Kelly’s Westport Inn: Where Kansas City’s Past Still Pours a Drink
- AVIA AREE

- Mar 29
- 3 min read
There are places in Kansas City where history is preserved behind glass—museums, monuments, curated exhibits. And then there are places like Kelly’s Westport Inn, where history isn’t observed… it’s lived in.
Step into Westport on any given night and you’ll hear it before you see it—the low hum of conversation, the clink of glasses, the kind of energy that only comes from a place that has been gathering people for generations. Kelly’s doesn’t try to be historic. It just is.
The building itself dates back to around 1850, long before Kansas City became what it is today. Back then, Westport was a frontier town—a launching point for settlers heading west. The structure originally served as a general store, owned by Albert Gallatin Boone, grandson of the legendary Daniel Boone. Think about that for a second: before it was a bar, before it was even a city landmark, this place was part of the American expansion story.
Over time, the building evolved with the city. It became a grocery store serving Kansas City’s elite, and later, after Prohibition ended, it returned to its roots as a place to drink, gather, and unwind. By the mid-20th century, it had taken on the spirit we recognize today—but it didn’t get its name until a man named Randal Kelly changed everything.
In 1947, Kelly began working there as a bartender. He wasn’t the owner—just someone behind the bar who knew how to make people feel at home. Regulars started coming not just for the drinks, but for him. Before long, people weren’t saying “let’s go to the bar”—they were saying, “let’s go to Kelly’s.” The name stuck long before it became official, and by 1977, it was permanently etched into Kansas City culture as Kelly’s Westport Inn.
What makes Kelly’s different isn’t just its age—it’s its continuity. Still family-owned, now in its third generation, it has remained a constant in a city that’s constantly reinventing itself. That kind of legacy is rare. It means the stories don’t just belong to the past—they belong to the people still walking through the door.
And there are a lot of stories.
For decades, Kelly’s has been known as a place where people meet—really meet. First dates that turn into marriages. Friendships that span years. Nights that blur into memories you can’t quite retell but never forget. Locals even joke about “Kelly’s couples,” as if the bar itself has a hand in bringing people together.

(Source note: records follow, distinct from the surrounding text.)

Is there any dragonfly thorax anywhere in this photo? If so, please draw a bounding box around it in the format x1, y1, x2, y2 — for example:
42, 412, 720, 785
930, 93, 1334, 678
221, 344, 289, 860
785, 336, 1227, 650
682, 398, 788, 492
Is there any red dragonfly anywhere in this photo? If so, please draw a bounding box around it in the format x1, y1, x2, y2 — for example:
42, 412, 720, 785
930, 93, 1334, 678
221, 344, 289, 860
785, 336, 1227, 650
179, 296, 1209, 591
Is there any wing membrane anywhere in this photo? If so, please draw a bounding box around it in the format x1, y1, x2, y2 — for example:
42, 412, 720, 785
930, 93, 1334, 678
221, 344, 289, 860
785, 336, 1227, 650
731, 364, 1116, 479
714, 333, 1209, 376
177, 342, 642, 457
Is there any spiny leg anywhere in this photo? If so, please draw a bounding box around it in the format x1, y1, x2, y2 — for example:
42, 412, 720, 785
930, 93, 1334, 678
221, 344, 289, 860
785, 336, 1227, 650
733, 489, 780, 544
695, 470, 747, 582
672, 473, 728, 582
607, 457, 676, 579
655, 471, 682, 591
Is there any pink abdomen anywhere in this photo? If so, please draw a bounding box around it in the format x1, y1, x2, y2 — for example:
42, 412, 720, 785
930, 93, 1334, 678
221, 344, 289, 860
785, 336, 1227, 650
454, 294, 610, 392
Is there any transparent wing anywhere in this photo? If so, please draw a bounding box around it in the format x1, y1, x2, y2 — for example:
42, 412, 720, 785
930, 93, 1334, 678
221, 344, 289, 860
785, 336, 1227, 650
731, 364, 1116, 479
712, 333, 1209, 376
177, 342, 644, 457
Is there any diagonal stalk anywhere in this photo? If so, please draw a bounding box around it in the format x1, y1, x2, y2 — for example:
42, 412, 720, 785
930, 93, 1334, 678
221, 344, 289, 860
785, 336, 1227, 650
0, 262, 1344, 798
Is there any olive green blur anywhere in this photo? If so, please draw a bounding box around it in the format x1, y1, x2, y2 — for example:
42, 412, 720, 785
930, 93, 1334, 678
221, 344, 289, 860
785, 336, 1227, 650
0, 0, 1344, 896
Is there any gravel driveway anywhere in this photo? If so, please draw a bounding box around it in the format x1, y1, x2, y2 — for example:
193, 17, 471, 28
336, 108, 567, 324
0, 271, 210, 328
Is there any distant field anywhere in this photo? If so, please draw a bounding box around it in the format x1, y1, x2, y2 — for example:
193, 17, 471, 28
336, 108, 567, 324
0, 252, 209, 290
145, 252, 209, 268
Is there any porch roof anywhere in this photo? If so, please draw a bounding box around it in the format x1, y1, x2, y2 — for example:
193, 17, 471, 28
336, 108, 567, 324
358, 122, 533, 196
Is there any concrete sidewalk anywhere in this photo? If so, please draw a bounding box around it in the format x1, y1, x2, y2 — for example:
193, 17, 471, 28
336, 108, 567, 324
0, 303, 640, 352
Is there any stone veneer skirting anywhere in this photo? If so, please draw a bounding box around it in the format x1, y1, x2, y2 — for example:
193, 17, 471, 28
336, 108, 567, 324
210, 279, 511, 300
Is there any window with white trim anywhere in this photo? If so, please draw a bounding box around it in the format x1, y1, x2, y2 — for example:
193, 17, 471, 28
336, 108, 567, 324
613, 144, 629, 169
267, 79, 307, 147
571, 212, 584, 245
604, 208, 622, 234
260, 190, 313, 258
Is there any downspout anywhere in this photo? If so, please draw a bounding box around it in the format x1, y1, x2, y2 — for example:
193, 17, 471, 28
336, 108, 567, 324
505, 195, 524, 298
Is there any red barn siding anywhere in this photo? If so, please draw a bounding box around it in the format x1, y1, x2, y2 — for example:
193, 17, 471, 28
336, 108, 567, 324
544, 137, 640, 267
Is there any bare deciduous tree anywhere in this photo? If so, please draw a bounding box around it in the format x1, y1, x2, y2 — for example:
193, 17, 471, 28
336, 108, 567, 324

But like many buildings that have stood this long, not all of its history is light.
There are whispers—stories passed down, debated, and never fully confirmed. Some claim the building was connected to the Underground Railroad. Others suggest that, at some point in the 1800s, enslaved individuals may have been held in its basement. Historians haven’t been able to verify these claims, but the uncertainty itself says something important: this building existed during a complicated, painful chapter of American history. It has seen more than we can fully account for.
That duality—the warmth of what it is today and the weight of what it may have witnessed—is part of what makes Kelly’s so compelling. It’s not a polished version of history. It’s a real one.
Today, you’ll find a mix of everything inside: longtime regulars, first-timers, college kids, professionals unwinding after work. The drinks are strong, the atmosphere is unpretentious, and the walls—if they could talk—would probably outdo any history book in the city.
In a world where new spots open and close overnight, Kelly’s Westport Inn stands as proof that some places don’t need reinvention. They just need to keep their doors open.
Because in Kansas City, if you want to experience history, you don’t always have to visit a landmark.
Sometimes, you just pull up a barstool.